Thursday, June 07, 2012
I biked 40 miles yesterday, sort of by accident. I had to be downtown in the morning, which is about 10 miles, so I biked in. (I take dress shoes and skirt and blazer with me, and wear a shell top so that I can just pull the nice clothes on over my bike shorts and look at least passably professional.) Heading back, it was such a beautiful day that I decided to take the longer route home, which runs along the lakeshore and then through some lovely, quiet neighborhoods. By the time I was near home, I was already at 22 miles, so I decided to go for it. Today I'm planning on a 25-miler, as I need to start training back-to-back days in preparation for two long days of riding.

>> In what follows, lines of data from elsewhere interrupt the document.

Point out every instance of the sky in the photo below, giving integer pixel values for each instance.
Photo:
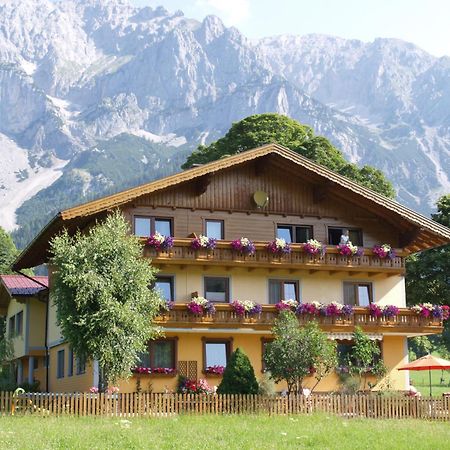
(426, 23)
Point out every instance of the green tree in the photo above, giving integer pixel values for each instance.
(364, 358)
(239, 376)
(298, 352)
(101, 290)
(261, 129)
(8, 252)
(428, 277)
(428, 273)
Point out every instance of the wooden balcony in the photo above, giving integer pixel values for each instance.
(182, 254)
(406, 322)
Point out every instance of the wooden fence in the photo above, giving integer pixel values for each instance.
(167, 405)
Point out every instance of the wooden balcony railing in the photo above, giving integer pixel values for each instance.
(406, 321)
(182, 254)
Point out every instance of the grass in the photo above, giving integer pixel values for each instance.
(221, 432)
(420, 381)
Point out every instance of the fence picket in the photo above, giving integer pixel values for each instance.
(372, 405)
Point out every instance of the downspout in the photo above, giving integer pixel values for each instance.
(47, 365)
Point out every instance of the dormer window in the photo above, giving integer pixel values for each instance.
(145, 226)
(294, 233)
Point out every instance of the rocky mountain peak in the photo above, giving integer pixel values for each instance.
(77, 74)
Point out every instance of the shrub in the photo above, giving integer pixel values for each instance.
(266, 385)
(239, 376)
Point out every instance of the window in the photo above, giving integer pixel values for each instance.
(264, 342)
(165, 286)
(214, 229)
(146, 226)
(70, 363)
(19, 323)
(81, 366)
(12, 326)
(358, 294)
(283, 290)
(217, 289)
(161, 354)
(335, 233)
(60, 364)
(163, 226)
(294, 233)
(216, 352)
(142, 226)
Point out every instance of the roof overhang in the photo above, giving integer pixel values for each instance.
(418, 232)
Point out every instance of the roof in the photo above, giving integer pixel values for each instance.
(430, 233)
(21, 285)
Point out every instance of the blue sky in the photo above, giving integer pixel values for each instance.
(423, 22)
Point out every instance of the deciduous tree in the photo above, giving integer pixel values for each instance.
(298, 352)
(101, 290)
(428, 277)
(239, 376)
(260, 129)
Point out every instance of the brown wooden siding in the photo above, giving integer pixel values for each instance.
(228, 197)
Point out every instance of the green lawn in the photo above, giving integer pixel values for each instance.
(222, 432)
(421, 382)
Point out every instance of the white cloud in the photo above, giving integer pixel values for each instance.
(233, 12)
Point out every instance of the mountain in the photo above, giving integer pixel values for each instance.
(97, 95)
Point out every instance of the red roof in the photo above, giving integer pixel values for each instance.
(20, 285)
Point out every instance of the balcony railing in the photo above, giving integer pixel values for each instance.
(182, 253)
(406, 321)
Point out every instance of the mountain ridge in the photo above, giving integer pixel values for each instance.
(77, 74)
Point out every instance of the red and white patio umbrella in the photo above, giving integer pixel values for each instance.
(428, 362)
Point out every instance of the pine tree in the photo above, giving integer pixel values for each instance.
(239, 376)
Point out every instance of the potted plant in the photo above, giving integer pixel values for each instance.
(203, 243)
(314, 248)
(243, 246)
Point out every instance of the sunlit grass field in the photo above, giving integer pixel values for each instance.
(221, 432)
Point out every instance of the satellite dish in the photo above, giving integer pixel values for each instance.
(261, 199)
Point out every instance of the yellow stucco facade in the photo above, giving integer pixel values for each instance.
(302, 198)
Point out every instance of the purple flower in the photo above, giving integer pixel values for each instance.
(160, 242)
(384, 251)
(194, 308)
(243, 245)
(278, 247)
(311, 309)
(347, 310)
(438, 312)
(375, 310)
(203, 242)
(314, 247)
(257, 309)
(390, 311)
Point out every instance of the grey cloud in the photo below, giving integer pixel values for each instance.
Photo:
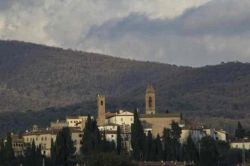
(209, 34)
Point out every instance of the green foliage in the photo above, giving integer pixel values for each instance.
(54, 76)
(33, 156)
(64, 149)
(240, 131)
(190, 151)
(91, 140)
(167, 145)
(208, 152)
(119, 141)
(8, 157)
(108, 159)
(137, 138)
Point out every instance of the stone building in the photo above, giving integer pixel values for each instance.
(44, 137)
(158, 121)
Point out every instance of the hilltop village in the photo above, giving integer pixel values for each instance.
(108, 124)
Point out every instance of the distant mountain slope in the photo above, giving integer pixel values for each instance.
(34, 77)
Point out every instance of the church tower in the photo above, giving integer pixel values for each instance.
(150, 100)
(100, 110)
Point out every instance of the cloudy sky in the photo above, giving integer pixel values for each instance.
(182, 32)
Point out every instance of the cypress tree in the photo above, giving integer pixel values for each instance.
(208, 153)
(119, 141)
(137, 138)
(53, 159)
(158, 145)
(64, 147)
(240, 131)
(8, 152)
(1, 151)
(92, 139)
(191, 152)
(175, 135)
(167, 150)
(33, 155)
(148, 146)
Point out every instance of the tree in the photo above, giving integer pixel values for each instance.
(167, 150)
(107, 159)
(91, 140)
(223, 150)
(240, 131)
(208, 152)
(158, 145)
(119, 141)
(175, 143)
(1, 151)
(53, 151)
(137, 138)
(8, 152)
(33, 156)
(190, 150)
(148, 146)
(64, 147)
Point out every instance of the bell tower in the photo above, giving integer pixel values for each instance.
(100, 110)
(150, 100)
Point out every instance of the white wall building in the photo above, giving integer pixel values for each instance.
(240, 144)
(198, 134)
(121, 117)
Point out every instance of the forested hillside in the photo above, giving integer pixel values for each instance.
(35, 78)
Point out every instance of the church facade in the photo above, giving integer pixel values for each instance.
(157, 121)
(151, 118)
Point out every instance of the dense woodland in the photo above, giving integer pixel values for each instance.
(39, 78)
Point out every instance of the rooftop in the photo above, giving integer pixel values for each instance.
(160, 115)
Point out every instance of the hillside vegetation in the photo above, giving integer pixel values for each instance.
(35, 77)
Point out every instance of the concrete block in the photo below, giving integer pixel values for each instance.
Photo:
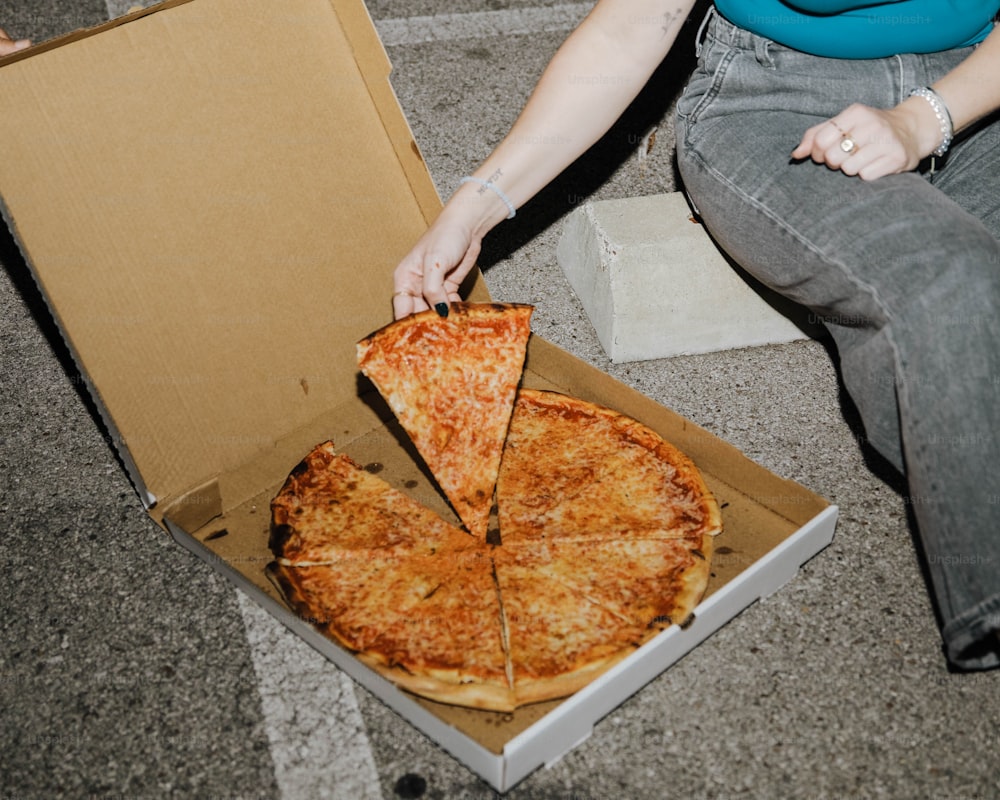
(655, 285)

Tuesday night I attended a "prepping for multi-day rides" clinic at the local bike clinic. There was some good information about what to remember to bring, but the most helpful question that someone asked was what kind of fitness -- other than training for distance -- we should be focusing on to help on the ride. Both speakers agreed: yoga, and core training. Yoga obviously for flexibility, and the core training for relieving strain on the shoulders and arms by better supporting the body without just leaning into the handlebars. So that's what I'm going to be doing for the next couple months. I've wanted to get back to doing yoga for a while now, and this will provide the extra motivation I needed.
Wednesday, June 06, 2012
I called my mother today, and found out that:
1. My brother almost died of a heart attack, but the defibrillator in his chest kicked him back to life;
2. One of my sisters - the one who DIDN'T have major kidney surgery -- is now having kidney problems; and
3. My mom's doctor has sent Mom to a dialysis support program so she can be prepared for total kidney failure.
Apparently I should call more often. Because THEY clearly can't pick up the phone.

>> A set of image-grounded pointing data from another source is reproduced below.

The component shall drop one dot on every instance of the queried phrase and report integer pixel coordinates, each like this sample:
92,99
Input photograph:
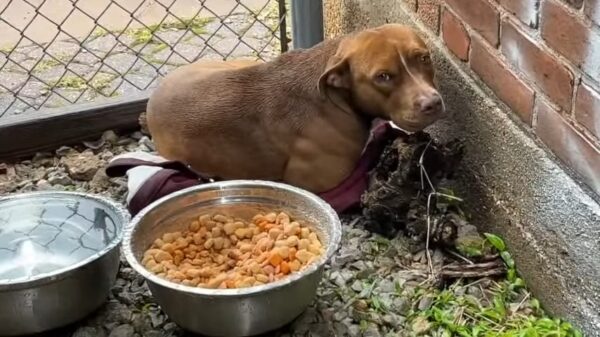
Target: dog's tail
143,123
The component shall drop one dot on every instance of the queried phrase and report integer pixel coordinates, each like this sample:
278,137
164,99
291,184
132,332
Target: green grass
145,35
7,49
46,64
72,82
507,310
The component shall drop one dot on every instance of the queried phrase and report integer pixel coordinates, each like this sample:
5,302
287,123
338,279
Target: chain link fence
55,53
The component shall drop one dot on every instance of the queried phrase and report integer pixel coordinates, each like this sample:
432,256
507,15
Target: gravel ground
374,286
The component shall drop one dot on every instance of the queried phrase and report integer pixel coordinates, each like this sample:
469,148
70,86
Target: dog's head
385,72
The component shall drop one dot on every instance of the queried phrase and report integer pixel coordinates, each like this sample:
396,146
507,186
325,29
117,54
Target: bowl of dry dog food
235,258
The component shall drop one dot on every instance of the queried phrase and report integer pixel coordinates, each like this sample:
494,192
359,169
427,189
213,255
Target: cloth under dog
151,177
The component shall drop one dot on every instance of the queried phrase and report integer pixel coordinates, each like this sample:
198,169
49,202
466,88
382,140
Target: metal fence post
307,23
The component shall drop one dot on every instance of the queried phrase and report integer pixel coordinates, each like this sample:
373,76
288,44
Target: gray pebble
425,303
401,305
88,331
357,286
59,178
124,330
372,331
387,286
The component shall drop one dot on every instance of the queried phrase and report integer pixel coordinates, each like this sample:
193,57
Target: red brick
507,86
592,10
429,12
574,3
524,10
587,109
412,4
567,34
545,71
480,15
455,35
569,145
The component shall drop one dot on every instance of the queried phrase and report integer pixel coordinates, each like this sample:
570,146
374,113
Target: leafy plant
507,310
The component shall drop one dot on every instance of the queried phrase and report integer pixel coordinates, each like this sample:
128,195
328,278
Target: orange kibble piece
219,251
292,254
275,259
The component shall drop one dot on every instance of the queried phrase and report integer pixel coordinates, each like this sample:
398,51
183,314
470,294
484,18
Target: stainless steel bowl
233,312
59,257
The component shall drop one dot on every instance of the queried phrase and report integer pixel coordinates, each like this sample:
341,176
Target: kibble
220,252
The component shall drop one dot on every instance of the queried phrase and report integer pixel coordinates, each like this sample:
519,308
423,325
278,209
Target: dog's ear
336,81
336,75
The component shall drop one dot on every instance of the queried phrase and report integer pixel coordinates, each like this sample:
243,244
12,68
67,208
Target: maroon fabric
348,193
162,183
177,176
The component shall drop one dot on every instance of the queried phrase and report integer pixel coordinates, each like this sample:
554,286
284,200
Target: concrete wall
535,185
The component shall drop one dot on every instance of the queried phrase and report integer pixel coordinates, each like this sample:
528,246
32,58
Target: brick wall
541,58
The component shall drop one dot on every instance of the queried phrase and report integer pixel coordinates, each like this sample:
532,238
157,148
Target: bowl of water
59,257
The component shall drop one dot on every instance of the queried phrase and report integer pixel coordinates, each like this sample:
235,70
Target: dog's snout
429,104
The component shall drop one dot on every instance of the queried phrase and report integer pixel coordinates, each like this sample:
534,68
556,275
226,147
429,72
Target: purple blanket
151,177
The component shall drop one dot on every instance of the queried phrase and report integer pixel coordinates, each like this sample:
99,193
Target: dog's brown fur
303,118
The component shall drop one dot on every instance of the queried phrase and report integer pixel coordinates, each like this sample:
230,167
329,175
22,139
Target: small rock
137,135
124,330
64,150
393,320
157,318
43,185
420,326
106,155
340,316
337,278
82,166
372,331
59,178
88,331
387,286
357,286
353,329
141,323
125,141
401,305
153,334
41,156
95,145
425,303
110,137
100,180
169,327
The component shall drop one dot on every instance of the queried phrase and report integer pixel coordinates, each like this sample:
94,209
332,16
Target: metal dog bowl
233,312
59,257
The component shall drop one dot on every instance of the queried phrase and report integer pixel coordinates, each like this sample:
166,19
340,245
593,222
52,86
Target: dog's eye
383,77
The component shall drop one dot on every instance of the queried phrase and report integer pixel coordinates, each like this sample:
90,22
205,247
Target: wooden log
47,129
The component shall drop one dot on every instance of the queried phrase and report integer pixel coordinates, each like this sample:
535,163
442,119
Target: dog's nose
430,104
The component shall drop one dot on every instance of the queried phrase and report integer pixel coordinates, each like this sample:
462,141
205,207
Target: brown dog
303,118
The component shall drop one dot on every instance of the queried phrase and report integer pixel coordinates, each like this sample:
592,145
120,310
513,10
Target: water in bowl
42,235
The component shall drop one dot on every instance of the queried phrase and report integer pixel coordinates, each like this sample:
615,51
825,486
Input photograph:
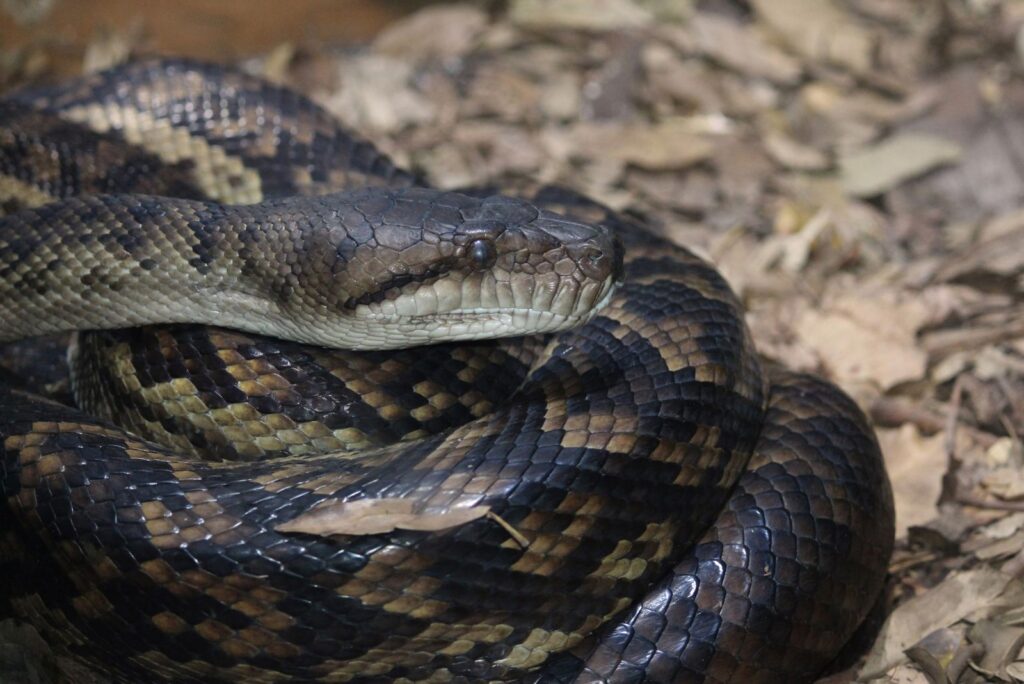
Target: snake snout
600,257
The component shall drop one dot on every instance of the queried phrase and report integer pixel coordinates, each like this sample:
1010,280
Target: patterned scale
600,456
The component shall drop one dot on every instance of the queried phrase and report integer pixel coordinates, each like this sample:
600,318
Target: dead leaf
820,31
915,466
377,95
667,145
794,155
947,603
582,14
873,170
440,33
742,48
377,516
862,336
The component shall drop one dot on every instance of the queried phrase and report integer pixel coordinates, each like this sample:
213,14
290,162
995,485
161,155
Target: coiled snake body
627,501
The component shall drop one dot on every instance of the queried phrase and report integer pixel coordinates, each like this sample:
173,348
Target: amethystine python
631,500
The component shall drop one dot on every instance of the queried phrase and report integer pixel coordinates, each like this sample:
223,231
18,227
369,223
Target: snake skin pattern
657,508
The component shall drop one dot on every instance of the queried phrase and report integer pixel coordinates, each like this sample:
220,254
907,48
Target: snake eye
482,253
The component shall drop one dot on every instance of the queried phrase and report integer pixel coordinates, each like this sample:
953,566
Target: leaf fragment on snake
377,516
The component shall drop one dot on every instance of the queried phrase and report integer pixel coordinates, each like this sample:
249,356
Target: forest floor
856,170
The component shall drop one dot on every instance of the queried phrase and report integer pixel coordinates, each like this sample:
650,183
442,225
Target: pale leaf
377,516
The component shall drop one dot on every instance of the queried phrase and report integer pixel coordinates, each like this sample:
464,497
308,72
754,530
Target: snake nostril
593,261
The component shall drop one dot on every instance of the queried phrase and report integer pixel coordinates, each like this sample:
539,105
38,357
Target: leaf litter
854,167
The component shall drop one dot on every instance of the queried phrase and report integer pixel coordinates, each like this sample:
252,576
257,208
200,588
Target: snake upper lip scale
636,500
186,261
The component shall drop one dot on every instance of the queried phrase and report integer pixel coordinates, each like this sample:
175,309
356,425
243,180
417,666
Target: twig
949,481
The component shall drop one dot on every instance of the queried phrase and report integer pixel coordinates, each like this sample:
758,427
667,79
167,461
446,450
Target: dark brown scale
170,568
787,570
289,387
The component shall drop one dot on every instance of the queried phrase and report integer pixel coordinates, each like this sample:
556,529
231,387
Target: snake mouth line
485,314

And of us four kids, I'm the only one who hasn't had serious kidney problems. My husband cited this as further proof that I was switched at birth.
Tuesday, June 05, 2012
I am having a terrible time accomplishing anything. I am completely off-schedule and need to get myself back on track.

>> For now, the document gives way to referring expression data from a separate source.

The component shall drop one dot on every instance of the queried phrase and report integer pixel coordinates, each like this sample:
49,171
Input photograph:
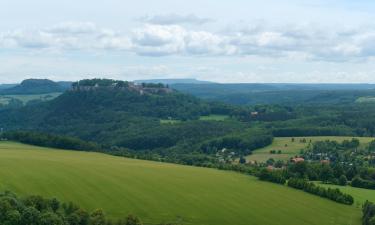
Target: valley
161,192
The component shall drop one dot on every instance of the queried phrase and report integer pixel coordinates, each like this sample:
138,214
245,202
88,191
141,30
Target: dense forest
155,121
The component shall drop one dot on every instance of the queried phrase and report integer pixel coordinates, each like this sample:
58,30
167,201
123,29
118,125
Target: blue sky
320,41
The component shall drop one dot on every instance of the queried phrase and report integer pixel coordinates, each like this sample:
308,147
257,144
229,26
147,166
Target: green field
367,99
360,195
4,99
214,117
290,149
160,192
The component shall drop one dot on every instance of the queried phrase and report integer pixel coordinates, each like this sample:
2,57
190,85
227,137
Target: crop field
359,194
161,192
214,117
289,148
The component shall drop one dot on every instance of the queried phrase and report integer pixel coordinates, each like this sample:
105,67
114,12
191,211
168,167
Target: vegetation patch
159,192
214,117
284,148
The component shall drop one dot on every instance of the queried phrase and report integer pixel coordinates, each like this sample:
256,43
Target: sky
237,41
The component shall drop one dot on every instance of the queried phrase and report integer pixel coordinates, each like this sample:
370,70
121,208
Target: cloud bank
165,35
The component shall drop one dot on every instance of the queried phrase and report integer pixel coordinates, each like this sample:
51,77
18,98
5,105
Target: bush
36,210
332,194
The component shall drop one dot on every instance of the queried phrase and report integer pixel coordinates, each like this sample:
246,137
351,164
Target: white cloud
171,19
304,42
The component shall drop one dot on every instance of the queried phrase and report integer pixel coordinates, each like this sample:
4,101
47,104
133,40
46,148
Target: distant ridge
36,86
175,81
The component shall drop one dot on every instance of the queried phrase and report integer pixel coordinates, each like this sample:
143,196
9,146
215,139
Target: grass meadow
161,192
289,148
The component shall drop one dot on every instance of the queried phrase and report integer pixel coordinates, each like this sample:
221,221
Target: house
297,160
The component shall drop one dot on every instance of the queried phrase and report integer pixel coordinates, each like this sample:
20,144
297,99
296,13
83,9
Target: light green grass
160,192
214,117
368,99
4,99
360,195
290,149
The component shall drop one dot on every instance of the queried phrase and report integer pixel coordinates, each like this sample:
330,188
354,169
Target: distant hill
268,93
174,81
120,113
7,86
36,86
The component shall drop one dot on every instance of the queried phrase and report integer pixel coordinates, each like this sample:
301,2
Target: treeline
312,131
368,211
36,210
332,194
48,140
361,183
243,143
280,177
275,177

Why is this so much harder to do than to say???
My life works best if I get up at 6:30. I've been sleeping until 8, sometimes 8:30.
My garden is a complete mess, the house isn't much better. I have work things that need to get done. Life always feels like it has several more hours if I just get myself up at 6:30, because I have so much done by 9.
Tonight I will set that alarm. Tomorrow I will get up at 6:30.
Time to be the grownup again.
Monday, June 04, 2012
For years, I have avoided the underwire bra. They aren't comfortable, and the wires poked me under the arms. When I was last thin(ish), I got talked into buying three underwire bras, but then they say in the closet for years.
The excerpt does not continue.